Alles beginnt mit einem romantischen und lebensfrohen Wochenendausflug in einen Nationalpark. Dabei stellt MacDonald seine beiden Hauptdarsteller vor und blendet den ahnungslosen Zuseher mit grandiosen Naturaufnahmen. Dann betritt ein Fremder die Bühne (grandios dargestellt von Eric Balfour, der wohl vielen noch als Gabriel Dimas aus „Six Feet Under“ in Erinnerung ist). Undurchsichtig dringt der Fremde in die Privatsphäre des Paares ein, wodurch MacDonald ein unangenehmes Gefühl im Bauch des Zuschauers verursacht. Doch es kommt ganz anders, denn der eigentliche Feind ist nicht der Mensch sondern das Tier. In diesem Falle ein gigantischer Braunbär, in dessen Revier die beiden Wanderer aus Versehen eingedrungen sind.

Bis zum ersten Auftauchen des Bärs muss sich der Zuschauer allerdings gedulden. Für die einen ist der Film bis dahin enorm langweilig, für die anderen (zu denen ich mich zähle) ist genau diese langsame Entwicklung von einem normalen Wochenendtrip zu einem schrecklichen Überlebenskampf die richtige Art und Weise, die Spannungsschraube konstant weiter zu drehen. MacDonald macht es richtig und verzichtet in der ersten Hälfte auf spektakuläre und actionlastige Szenen, so dass das Grauen, wenn es dann eintritt, schockierend echt und authentisch wirkt.
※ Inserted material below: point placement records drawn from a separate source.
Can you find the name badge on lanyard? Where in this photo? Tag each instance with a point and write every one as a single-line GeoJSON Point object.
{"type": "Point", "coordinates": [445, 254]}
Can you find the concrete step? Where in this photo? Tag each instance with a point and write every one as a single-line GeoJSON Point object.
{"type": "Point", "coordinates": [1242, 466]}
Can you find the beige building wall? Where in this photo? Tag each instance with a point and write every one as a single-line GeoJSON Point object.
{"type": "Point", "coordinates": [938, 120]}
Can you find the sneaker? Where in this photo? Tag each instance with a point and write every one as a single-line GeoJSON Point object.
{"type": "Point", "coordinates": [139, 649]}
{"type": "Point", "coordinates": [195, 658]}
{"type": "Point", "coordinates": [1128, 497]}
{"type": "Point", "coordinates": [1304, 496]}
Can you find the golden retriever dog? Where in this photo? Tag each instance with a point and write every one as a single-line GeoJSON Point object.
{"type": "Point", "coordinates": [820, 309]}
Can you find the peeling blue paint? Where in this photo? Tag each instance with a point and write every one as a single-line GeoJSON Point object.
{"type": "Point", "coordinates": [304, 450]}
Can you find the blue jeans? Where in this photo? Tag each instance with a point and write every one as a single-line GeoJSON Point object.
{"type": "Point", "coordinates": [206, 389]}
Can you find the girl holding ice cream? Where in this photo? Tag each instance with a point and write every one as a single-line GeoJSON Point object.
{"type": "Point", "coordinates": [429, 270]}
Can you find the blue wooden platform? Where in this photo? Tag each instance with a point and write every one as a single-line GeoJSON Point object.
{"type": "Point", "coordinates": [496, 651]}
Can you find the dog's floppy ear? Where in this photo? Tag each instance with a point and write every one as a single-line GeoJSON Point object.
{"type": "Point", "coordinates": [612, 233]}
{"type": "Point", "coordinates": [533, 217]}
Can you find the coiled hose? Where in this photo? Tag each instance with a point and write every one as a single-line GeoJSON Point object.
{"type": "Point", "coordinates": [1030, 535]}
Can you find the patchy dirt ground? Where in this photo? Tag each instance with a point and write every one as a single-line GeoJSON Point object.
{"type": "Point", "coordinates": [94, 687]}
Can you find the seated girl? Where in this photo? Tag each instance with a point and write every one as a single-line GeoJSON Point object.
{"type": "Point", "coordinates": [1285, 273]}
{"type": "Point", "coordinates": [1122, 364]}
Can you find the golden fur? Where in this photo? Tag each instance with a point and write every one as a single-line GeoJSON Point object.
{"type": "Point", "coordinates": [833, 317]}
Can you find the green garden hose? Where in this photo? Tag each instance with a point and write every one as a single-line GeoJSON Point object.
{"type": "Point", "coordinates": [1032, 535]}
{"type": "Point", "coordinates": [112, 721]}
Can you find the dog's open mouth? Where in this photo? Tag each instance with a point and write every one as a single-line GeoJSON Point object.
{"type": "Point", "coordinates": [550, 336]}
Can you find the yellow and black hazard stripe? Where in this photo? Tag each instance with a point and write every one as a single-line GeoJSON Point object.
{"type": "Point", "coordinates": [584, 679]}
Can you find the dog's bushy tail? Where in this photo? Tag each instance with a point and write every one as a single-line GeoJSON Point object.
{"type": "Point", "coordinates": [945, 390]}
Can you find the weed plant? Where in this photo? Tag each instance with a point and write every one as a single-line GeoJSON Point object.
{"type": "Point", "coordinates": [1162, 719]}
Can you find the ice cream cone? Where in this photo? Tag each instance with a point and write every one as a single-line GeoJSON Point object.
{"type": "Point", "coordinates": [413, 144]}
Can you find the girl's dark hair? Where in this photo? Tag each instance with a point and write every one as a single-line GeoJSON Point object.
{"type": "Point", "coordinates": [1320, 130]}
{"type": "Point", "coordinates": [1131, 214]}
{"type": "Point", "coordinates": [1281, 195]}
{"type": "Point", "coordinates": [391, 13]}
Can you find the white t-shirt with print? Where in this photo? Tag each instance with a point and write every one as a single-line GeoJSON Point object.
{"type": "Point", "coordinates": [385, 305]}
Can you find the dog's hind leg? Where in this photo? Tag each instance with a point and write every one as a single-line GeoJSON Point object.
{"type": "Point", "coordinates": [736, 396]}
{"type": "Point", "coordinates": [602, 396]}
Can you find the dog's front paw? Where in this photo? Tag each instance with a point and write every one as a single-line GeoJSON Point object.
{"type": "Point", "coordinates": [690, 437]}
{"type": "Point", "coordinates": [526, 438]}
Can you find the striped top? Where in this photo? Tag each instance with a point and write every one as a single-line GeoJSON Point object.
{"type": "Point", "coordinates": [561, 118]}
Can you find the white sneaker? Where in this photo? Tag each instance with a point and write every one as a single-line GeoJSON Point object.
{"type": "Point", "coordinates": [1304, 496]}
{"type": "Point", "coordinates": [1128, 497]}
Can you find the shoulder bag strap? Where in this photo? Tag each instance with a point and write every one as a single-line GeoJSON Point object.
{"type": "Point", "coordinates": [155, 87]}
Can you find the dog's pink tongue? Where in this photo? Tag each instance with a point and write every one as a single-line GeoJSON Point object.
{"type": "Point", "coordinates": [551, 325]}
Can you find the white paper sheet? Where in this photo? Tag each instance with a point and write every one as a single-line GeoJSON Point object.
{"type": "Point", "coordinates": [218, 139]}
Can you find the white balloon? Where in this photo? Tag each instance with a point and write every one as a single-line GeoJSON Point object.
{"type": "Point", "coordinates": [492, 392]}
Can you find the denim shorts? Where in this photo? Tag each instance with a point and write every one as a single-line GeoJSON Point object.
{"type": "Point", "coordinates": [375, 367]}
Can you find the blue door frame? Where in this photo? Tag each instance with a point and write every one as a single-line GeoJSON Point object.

Die blutigen Szenen schlagen einem auf den Magen, so detailliert und realitätsnah sind sie. Was dann folgt, ist eine „ruhige“, aber nichtsdestotrotz durchaus spannende Flucht durch eine Wildnis, die dem Tier und nicht dem Menschen gehört. An einer Stelle wirkte der Bär auf mich leider etwas tapsig und nicht wirklich bedrohlich, aber das ist nicht weiter schlimm.

„Backcountry“ ist ruhig und dennoch schockierend und spannend, wenngleich die verhaltene Inszenierung nicht jedermanns Sache sein dürfte und für viele (vor allem action- und splatterlastiges Publikum) eher öder wirken wird. Ich persönlich mochte diese Regie, weil sie zwar zurückhaltend, aber dadurch nicht weniger eindringlich ein Drama erzählt, das gerade aus diesem Grund schockiert. „Backcountry“ ist weniger sensationsträchtiger Horror als vielmehr ein Drama, bei dem menschliches Leid und Überlebensangst aufgezeigt wird.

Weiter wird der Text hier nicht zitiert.